1 Ekim 2015 Perşembe

MEB, savaşa hazırlanıyor!

Ardı ardına hukuk skandallarına imza atan Milli Eğitim Bakanlığı, birçok davayı kaybedince strateji değiştirdi. Bakanlık bünyesinde avukatların da görev alacağı hukuk büroları kurularak hukuksuzluklara kılıf aranacak.

Meydan Gazetesi'nden Burak Kılıç'ın haberine göre, Milli Eğitim Bakanlığı'nın (MEB) il ve ilçe müdürlükleri yönetmeliğinde yaptığı değişiklikler Resmi Gazete'de yayımlandı. Yönetmelik değişikliği ile il ve ilçe milli eğitim müdürlükleri bünyesinde hukuk büroları kurulacak.

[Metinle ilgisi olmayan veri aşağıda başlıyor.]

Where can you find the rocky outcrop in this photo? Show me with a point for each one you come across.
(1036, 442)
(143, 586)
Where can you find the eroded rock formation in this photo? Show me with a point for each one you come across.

HUKUK SKANDALLARI MECBUR BIRAKTI

Peki, bakanlık neden aniden böyle bir karar aldı? Her yıl yapılan sistem değişiklikleri, öğretmenlere yönelik hak ihlalleri, hatalı sorulara açılan davalar, okul müdürlerini atamada yandaş kriterler ve son olarak dershane ve okul baskınları ile birçok hukuk skandalına imza atıldı. Hukuk skandalları başta Anayasa Mahkemesi (AYM) olmak üzere, Danıştay ve idare mahkemelerinden dönünce zor durumda kalan bakanlık strateji değiştirme kararı aldı.

AVUKATLAR DA GÖREV YAPACAK

Resmi Gazete'de yayımlanarak yürürlüğe giren yönetmelik değişikliği ile bütün il ve ilçe milli eğitim müdürlüklerinde hukuk büroları kurulacak. Değişikli ile daha önce sadece il milli eğitim müdürlüklerinin bünyesinde müfettişlerin eğitim soruşturmalarını yürüttüğü ve öğretmenlerin ifadelerini aldığı hukuk bürolarına artık avukatlar da alınacak. İl müdürlüklerindeki bürolarda birden fazla avukat olacak.

DEĞİŞİKLİK NE ANLAMA GELİYOR?

MEB'in hukuk büroları hamlesinin iki sebebi var. Birincisi eski davalardan alınan mağlubiyetlerin tekrarlanmasını engellemek. İkincisi ise bundan sonraki hukuksuzluklarda MEB'in elini güçlendirecek argümanlar toplamak. Son yıllarda milli eğitim yöneticilerinin tamamını iktidara yakın isimler atayarak birçok hukuk ihlali yapan bakanlık, özellikle dershanelere uygulayacağı hukuksuz baskınların kılıfını bürolarda hazırlamayı planlıyor.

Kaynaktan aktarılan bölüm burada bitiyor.